China: Economic growth eases in the fourth quarter of 2025
GDP reading: China’s GDP grew 4.5% on a year-on-year basis in Q4, following a 4.8% expansion in the previous quarter. Q4’s reading was the weakest since Q4 2022. The deceleration was mainly caused by the fading effect of a government program meant to stimulate goods spending, a weakening real estate market, and Beijing’s efforts to curb excess capacity and cut-throat price competition. In addition, export growth cooled in the fourth quarter compared with the third, as plunging shipments to the U.S. partly offset booming sales to other markets.

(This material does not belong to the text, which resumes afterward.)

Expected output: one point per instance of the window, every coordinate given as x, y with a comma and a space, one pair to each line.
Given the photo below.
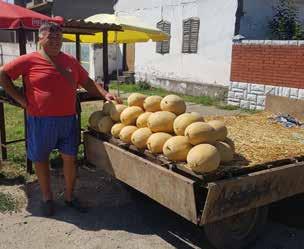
163, 47
190, 35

Broad-based slowdown: Compared with the prior period’s data, readings in Q4 softened for the services sector (+5.2% on a year-on-year basis vs +5.4% in Q3) and the industrial sector (+3.4% vs +4.2% in Q3). In contrast, the reading for the agricultural sector improved in Q4 (+4.2% vs +4.0% in Q3).
In seasonally adjusted quarter-on-quarter terms, economic output grew 1.2% in Q4, following a 1.1% expansion in the previous quarter.
Panelist insight: On the data and outlook, Nomura analysts said:
“For the whole year, Beijing exactly reached its 5.0% growth target. However, the quarterly data clearly show a worsening picture in H2, in line with our demand cliff call made in mid-2025. Even though the deeply negative headline FAI growth data might be partially due to some over-reporting in 2024 and underreporting in 2025, we still believe decline in FAI was driven by the downward spiral of the property sector, the fiscal challenges of local governments and Beijing’s anti-involution campaign. The sharp slowdown of retail sales growth could continue in coming months, and it appears the worst is yet to come, as evidenced by the -32.0% y-o-y collapse of passenger car sales on 1-11 January.”
United Overseas Bank’s Ho Woei Chen sounded more upbeat:
“With continued support for domestic consumption and government investment, we see China’s growth remaining positive albeit slowing moderately to 4.7% in 2026. The impact of US tariffs and the higher base for exports will become more evident but tailwinds from global technology demand may provide some upside. The National People’s Congress (NPC) starting on 5 Mar will set the growth target for 2026 where the current expectation is for officials to repeat the around 5% target.”